Patrick shook off his stretch and stuck his thumbs in the belt loops at the sides of his jeans. Staring straight at her, he continued his recitation, saying, “Step five was that I would completely foil everybody’s expectations, and not date a skank.”

“Not drink, not get arrested, not date a skank.” Abby ticked the points off on the fingers of her right hand. “Gee, how can any woman resist you?” She gave him a prim look. “I hate the word skank.”

“Why?” Patrick looked honestly baffled.

“Why?” She boggled at him, which made him grin again. “If you have to ask, you’ll never understand, so just stop using it, okay? You could try being nice, you know.”

“I’m nice to you, aren’t I?”

“Yeah, but you want something from me.”

“I certainly do,” he leered at her.

Before she could move out of his way, Patrick darted forward, grabbed her, and started tugging her backward with him.

“Let me go! I’ve got to feed the birds, Patrick.”

She not only had a business to run, but also a porch full of pet birds to tend.

Instead of releasing her, Patrick pulled her closer, and leaned down to kiss her again.

“See, Abby?” He nibbled around her eyebrows, kissed her down her nose, and landed softly on her lips. “We have fun together. We’re good together. We need each other. I need you to make me look good. You need me, because, frankly”-Patrick smirked right into her mouth-“with your history, who the hell else will have you?”

“My history?” Abby pulled away from him. “What do you mean, my history?”

He shrugged, all innocence again. “You chase your first love clear out of town so he never comes back. You never date anybody longer than a few months. You can’t find another man…”

“You’re a fine one to talk about somebody’s history!”

Abby placed her palms against his bare chest and shoved him away.

“Exactly!” he said, as she stomped away from him. “My point exactly! We’re made for each other. Hey, Abs, you got a clean towel for me? I’m going to take a shower.”

“Linen closet,” she said, “where they always are if you weren’t too lazy to look for them yourself.” And then on nothing but a wild impulse, and seemingly out of the blue, Abby blurted, “Patrick, what was it like that night you found the dead girl?”

He blinked, frowned, and then he said, casually, and over his shoulder as he walked to the shower, as if it was no big deal, “What, did Rex tell you I was home that night? Nobody was supposed to know that. What do you think it was like? It sucked. I’d just as soon not do it again, thanks.”

***

Abby stared after him, at the space he had occupied, with her mouth open.

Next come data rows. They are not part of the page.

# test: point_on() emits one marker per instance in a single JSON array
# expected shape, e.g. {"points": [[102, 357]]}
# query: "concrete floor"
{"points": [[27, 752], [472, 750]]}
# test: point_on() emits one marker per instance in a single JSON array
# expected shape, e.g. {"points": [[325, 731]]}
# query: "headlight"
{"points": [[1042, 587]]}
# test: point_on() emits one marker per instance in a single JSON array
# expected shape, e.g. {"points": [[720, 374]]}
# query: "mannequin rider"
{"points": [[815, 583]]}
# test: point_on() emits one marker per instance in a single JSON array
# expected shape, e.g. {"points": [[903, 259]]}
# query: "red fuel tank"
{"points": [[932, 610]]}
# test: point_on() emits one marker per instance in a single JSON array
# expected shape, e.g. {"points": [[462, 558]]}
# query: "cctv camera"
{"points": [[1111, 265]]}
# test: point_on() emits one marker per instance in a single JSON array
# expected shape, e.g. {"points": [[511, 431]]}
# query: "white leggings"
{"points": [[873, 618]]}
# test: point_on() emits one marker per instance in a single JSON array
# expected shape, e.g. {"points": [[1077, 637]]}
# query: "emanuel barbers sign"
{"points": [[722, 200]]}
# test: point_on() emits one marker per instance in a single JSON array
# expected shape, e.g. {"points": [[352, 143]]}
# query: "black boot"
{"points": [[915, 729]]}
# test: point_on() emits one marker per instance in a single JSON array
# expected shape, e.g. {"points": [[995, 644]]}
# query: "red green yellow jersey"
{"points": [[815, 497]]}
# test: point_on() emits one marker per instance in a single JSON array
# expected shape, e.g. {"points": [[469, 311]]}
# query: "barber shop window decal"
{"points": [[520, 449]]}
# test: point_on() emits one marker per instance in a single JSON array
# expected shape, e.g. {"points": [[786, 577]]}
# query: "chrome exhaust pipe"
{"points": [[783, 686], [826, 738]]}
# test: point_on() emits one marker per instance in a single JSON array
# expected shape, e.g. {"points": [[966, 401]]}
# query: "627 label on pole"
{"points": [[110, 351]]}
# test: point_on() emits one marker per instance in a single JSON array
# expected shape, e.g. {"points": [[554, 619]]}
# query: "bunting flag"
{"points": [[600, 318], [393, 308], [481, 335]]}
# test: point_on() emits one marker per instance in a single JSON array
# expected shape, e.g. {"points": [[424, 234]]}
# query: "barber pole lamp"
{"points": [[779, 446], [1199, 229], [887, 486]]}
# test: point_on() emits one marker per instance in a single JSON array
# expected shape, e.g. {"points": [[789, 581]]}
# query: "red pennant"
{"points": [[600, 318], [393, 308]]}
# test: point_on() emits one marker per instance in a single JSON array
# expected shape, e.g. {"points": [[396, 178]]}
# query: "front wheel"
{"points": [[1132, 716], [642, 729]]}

She had expected him to ask her where she’d gotten such a crazy idea. She had never expected him to confirm it! Her question had been all bluff. She had only asked it because she had been confused by what she had overheard in the cemetery that morning. Especially because she remembered something that Rex had said the day they found Nadine Newquist. Or rather, something he had seemed about to say, but then didn’t. “My dad and…my dad was there, too.”

She didn’t know why that had stuck in her mind, but it had resurfaced because of Verna’s…Verna’s what? Slip of the tongue? Verna’s senior moment of forgetfulness? Verna’s lie?

But Abby had never expected Patrick to essentially confirm that Verna really had said “boys,” plural. And now that Abby had that information, she didn’t know what to think about it. Why did everybody think it was only Rex and Nathan who had found the girl, when Patrick had actually been there, too? And why, for heaven’s sake, had Verna lied to her about it?